No nos sorprendemos

Ernesto Sánchez Pombo
Ernesto S. Pombo EL REINO DE LA LLUVIA

OPINIÓN

El CIS nos da, de vez en cuando, unos sustos de muerte. Ayer, sin ir más lejos, dejó a medio país sin aliento con la valoración que los españoles hacemos de Podemos, del chico de la coleta y de sus ideas filoetarras. Podemos alcanza al PP como el partido con el que más coinciden los electores. Y su campaña a las europeas es la mejor valorada, mientras que la del PP es la peor. Lo dice el CIS.

Pero es que existe un empeño general en hacer campaña a favor de esta sorpresa electoral. Mariano Rajoy, Pedro Sánchez y Cayo Lara la tienen entre ceja y ceja y ya no digamos nada de la lideresa Aguirre o de González Pons.

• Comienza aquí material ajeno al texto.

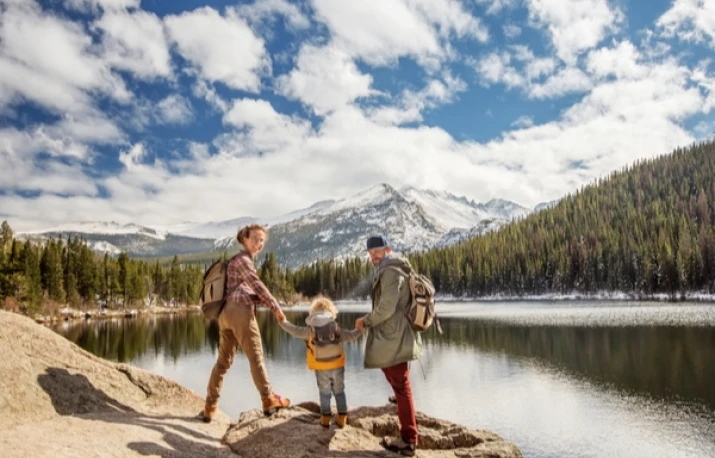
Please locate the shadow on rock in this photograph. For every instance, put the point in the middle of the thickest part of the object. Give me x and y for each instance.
(296, 431)
(75, 395)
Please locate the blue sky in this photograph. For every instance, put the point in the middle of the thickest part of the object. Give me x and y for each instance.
(158, 112)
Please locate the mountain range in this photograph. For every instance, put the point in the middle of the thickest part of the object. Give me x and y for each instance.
(413, 219)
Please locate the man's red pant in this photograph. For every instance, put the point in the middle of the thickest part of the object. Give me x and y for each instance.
(399, 378)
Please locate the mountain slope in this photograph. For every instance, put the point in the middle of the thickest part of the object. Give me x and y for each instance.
(646, 230)
(413, 219)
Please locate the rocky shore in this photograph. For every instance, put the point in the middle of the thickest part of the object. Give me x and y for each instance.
(59, 400)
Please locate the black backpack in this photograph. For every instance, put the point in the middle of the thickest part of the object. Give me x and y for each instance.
(326, 341)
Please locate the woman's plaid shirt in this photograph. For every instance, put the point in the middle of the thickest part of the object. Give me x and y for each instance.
(243, 284)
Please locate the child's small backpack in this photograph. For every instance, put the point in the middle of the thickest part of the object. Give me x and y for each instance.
(326, 341)
(421, 313)
(212, 297)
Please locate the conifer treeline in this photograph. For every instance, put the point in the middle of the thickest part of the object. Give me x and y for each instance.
(647, 229)
(59, 272)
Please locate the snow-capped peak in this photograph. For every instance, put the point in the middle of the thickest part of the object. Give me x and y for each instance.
(103, 227)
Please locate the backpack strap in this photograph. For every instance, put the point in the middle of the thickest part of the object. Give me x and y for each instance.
(400, 271)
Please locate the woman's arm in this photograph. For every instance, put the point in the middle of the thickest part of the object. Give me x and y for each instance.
(301, 332)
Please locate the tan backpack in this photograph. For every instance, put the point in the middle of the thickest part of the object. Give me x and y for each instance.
(213, 293)
(421, 312)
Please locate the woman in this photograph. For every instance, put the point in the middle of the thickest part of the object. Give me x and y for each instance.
(238, 325)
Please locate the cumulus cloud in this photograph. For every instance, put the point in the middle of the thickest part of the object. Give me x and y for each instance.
(324, 78)
(174, 109)
(221, 48)
(381, 31)
(135, 42)
(574, 26)
(268, 10)
(342, 115)
(690, 20)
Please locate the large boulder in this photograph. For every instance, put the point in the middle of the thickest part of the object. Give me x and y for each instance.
(296, 432)
(59, 400)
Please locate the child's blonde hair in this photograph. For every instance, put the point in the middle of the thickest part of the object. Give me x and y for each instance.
(323, 304)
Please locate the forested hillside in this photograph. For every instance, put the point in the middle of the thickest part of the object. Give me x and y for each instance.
(646, 229)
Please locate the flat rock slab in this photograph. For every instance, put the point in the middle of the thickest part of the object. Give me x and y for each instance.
(296, 432)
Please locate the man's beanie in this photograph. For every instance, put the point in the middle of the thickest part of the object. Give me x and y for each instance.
(377, 241)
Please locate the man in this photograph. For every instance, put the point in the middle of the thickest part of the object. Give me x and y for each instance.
(391, 342)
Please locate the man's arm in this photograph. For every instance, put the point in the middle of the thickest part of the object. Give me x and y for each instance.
(389, 296)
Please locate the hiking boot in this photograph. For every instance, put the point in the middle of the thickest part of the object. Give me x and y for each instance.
(274, 402)
(325, 420)
(208, 413)
(398, 445)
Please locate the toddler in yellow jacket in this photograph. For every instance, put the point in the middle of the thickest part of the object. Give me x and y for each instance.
(325, 356)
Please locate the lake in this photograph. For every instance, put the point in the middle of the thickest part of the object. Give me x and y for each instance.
(560, 379)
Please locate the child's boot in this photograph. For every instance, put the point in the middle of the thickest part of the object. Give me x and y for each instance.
(325, 420)
(274, 402)
(209, 411)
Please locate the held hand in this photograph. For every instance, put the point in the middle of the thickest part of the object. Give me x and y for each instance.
(280, 316)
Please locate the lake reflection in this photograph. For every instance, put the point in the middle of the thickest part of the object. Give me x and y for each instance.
(558, 379)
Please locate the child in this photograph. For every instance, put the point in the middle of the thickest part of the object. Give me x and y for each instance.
(325, 354)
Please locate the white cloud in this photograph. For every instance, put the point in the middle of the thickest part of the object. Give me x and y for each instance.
(135, 42)
(133, 156)
(690, 20)
(496, 68)
(222, 48)
(262, 129)
(511, 30)
(450, 18)
(174, 109)
(706, 82)
(203, 90)
(107, 5)
(437, 91)
(621, 61)
(267, 161)
(565, 81)
(381, 31)
(523, 121)
(574, 25)
(50, 61)
(324, 78)
(497, 6)
(267, 10)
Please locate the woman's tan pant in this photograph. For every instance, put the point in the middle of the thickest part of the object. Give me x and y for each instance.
(238, 326)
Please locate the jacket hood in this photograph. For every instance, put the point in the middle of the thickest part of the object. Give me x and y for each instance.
(395, 260)
(320, 318)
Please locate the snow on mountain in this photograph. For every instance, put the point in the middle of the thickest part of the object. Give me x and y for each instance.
(223, 230)
(413, 219)
(102, 227)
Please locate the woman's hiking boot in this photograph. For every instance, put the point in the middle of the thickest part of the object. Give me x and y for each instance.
(398, 445)
(325, 420)
(274, 402)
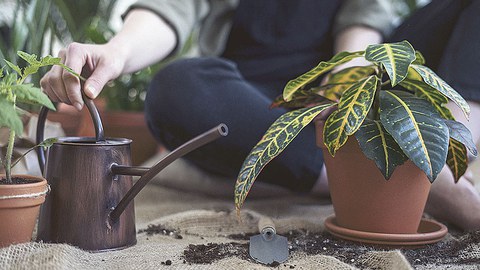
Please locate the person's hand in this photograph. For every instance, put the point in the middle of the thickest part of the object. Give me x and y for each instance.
(97, 63)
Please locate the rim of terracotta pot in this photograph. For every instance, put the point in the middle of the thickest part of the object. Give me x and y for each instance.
(36, 190)
(405, 192)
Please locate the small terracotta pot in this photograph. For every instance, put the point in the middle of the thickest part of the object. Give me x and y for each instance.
(363, 200)
(19, 208)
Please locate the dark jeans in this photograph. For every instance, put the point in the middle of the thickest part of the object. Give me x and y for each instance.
(190, 96)
(447, 33)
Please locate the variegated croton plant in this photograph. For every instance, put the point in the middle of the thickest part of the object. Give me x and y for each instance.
(395, 108)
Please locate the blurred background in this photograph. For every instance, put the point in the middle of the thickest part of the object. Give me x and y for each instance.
(43, 27)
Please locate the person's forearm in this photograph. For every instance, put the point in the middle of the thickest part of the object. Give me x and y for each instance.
(356, 38)
(144, 39)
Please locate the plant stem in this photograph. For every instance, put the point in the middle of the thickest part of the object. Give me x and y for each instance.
(8, 157)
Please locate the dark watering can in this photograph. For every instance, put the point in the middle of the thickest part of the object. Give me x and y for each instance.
(91, 200)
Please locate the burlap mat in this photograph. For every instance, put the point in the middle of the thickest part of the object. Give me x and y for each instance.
(186, 220)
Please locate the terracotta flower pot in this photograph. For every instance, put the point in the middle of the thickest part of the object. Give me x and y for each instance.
(19, 208)
(364, 201)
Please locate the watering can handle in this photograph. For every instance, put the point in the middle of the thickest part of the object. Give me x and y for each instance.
(147, 174)
(42, 117)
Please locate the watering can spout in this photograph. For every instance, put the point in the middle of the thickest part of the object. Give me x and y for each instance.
(147, 175)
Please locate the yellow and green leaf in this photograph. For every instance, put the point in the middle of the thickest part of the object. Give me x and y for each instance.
(275, 140)
(457, 160)
(302, 98)
(342, 80)
(352, 111)
(418, 129)
(379, 146)
(437, 83)
(323, 67)
(395, 57)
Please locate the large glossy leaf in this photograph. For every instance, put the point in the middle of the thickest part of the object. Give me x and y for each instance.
(323, 67)
(436, 82)
(380, 147)
(417, 128)
(9, 117)
(275, 140)
(342, 80)
(27, 93)
(395, 57)
(460, 132)
(457, 153)
(352, 111)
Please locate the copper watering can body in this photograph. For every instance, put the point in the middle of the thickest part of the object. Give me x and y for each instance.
(91, 200)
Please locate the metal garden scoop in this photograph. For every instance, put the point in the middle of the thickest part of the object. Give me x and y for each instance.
(268, 247)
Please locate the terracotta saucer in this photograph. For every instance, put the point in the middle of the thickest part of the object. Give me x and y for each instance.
(429, 232)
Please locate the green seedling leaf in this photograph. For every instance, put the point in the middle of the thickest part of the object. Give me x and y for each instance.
(48, 143)
(9, 117)
(460, 132)
(323, 67)
(436, 82)
(417, 128)
(352, 111)
(14, 67)
(27, 93)
(395, 57)
(275, 140)
(31, 59)
(380, 147)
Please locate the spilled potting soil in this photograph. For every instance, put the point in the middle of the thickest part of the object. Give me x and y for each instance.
(446, 252)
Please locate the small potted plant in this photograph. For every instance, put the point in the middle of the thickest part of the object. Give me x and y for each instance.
(20, 195)
(386, 137)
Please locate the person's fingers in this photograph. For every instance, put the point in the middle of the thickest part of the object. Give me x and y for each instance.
(51, 82)
(75, 59)
(101, 75)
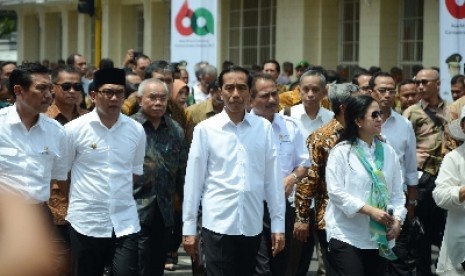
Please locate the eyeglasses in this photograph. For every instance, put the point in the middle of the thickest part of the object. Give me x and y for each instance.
(383, 90)
(423, 81)
(109, 93)
(376, 114)
(44, 87)
(66, 86)
(365, 88)
(167, 81)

Debe de estar encantado Pablo Iglesias porque el trabajo de márketing se lo hacen desinteresadamente cada vez que se empeñan en desprestigiar a quien hoy por hoy goza de un importante respaldo y simpatía.

Y en sus manos está el futuro del partido radical, filoetarra, separatista, populista y antipatriota. ¿Por qué? Sencillamente porque Podemos es producto de sus empecinamientos. De la derechización de los socialistas y de los ultramontanos populares. De su cúmulo de despropósitos, de su soberbia, su torpeza y reiterados errores. Podemos es el hijo de la desafección de la sociedad con la clase política; de la quiebra de una relación de confianza y de una larga etapa donde nos han dejado en cueros porque el dinero de los empresarios y trabajadores lo han dedicado al despilfarro y a la corrupción.

Que nadie se escandalice. El resultado del CIS de ayer es la crónica de un éxito anunciado. Por la ceguera de quienes aún hoy dedican todo su tiempo a tratar de desprestigiar, insultar y denigrar a Podemos, en vez de solucionar los problemas que nos conducen a la miseria.